“Mutual-fund companies are supposed to help investors make money. But their marketing departments clearly never got that memo,” writes Jonathan Clements in today’s Wall Street Journal.

“These folks relentlessly promote whatever funds have done well lately, which means there is a decent chance they are about to crash and burn. For proof, look no further than the March 2000 stock-market peak, when the fund companies pushed highflying “growth”-stock funds, many of which have since plunged 60% and more, before rebounding recently.”

“There are two possible explanations for this behavior: Either the marketing folks really believe that the best investment strategy is to chase hot funds or, alternatively, they are shamelessly pandering to short-sighted investors. Neither explanation is especially flattering.”

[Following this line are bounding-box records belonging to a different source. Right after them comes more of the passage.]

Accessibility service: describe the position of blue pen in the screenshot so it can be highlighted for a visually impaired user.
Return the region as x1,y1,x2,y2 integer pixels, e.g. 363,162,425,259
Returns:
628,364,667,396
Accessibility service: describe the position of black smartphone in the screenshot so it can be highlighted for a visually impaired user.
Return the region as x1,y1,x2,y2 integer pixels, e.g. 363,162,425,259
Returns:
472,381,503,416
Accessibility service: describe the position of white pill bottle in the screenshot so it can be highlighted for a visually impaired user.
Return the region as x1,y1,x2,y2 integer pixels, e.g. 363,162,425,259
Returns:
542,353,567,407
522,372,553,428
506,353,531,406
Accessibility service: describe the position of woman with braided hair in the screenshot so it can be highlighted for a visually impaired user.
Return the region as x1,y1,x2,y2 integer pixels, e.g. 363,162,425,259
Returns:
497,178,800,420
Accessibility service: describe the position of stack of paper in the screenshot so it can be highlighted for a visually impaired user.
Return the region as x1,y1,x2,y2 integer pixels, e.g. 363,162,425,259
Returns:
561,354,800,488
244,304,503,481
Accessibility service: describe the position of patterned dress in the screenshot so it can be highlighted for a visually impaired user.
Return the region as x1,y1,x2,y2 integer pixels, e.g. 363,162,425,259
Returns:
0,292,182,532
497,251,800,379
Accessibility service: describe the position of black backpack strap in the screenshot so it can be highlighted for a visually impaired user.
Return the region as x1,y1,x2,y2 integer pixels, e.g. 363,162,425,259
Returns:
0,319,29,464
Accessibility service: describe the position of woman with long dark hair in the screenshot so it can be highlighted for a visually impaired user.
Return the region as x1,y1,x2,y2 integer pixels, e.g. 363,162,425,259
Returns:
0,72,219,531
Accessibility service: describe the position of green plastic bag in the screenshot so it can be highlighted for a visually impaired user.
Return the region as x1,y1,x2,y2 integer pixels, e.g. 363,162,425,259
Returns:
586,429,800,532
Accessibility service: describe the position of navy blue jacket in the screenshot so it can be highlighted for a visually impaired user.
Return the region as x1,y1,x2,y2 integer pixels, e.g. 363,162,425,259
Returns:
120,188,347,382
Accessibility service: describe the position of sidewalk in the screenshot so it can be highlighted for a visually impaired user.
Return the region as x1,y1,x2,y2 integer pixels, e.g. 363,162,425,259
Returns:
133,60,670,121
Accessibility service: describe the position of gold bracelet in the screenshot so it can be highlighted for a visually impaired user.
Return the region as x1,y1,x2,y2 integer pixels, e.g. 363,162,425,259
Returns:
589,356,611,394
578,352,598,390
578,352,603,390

“To gather evidence on the recklessness of mutual-fund marketing, I spent two days at the local library, combing through the fund advertisements in a large-circulation personal-finance magazine.”

“My journey began in January 1999. That month’s issue included an eclectic mix of ads for blue-chip stock funds, money-market funds and tax-free bond funds, plus pleas for individual-retirement-account business. In fact, the first hint of trouble didn’t come until May 1999, when Fidelity Investments pitched six of its technology-sector funds, including one that boasted a 12-month return of 90.41%.”

“What about bond and money-market funds? By the summer, the fund companies had given up on those. In the magazine’s July 1999 issue, I couldn’t find a single ad devoted solely to bond and money-market funds. These funds, of course, were poised for healthy returns in the years ahead.”

“Instead, it was all stocks, all the time. High-octane funds had posted dazzling gains in the past year, and the marketers were ready to roll. Forget the soft sell. It was time to flaunt raw performance.

In the October issue, Kinetics Internet Fund touted its 225.2% return for the past 12 months, Neuberger Berman Millennium Fund boasted of its 93.2% gain since the fund’s late 1998 inception, and Invesco Endeavor Fund screamed about its 66.1% climb, also since late 1998.”

“But if those ads seemed brash, they were quickly surpassed. In January 2000, Strong Enterprise Fund touted its 147.8% gain under a feisty two-word headline: ‘Any Questions?’ “

“The following month, seven funds breathlessly boasted of their 100%-plus gains in the past year. That, however, turned out to be a mere warm-up for the March and April issues, each of which included 14 funds proclaiming 100%-plus returns, and for the May issue, when the number hit 16. True to form, the stock market had reached its dizzying peak, and the collapse was under way.”

“To be fair, these advertisements often mentioned — in the smallest of print — that past performance was no guarantee of future results. But when fund companies shout about such hefty gains in such huge type, aren’t they implying that these results are likely to be repeated? Isn’t that the not-so-subtle suggestion?”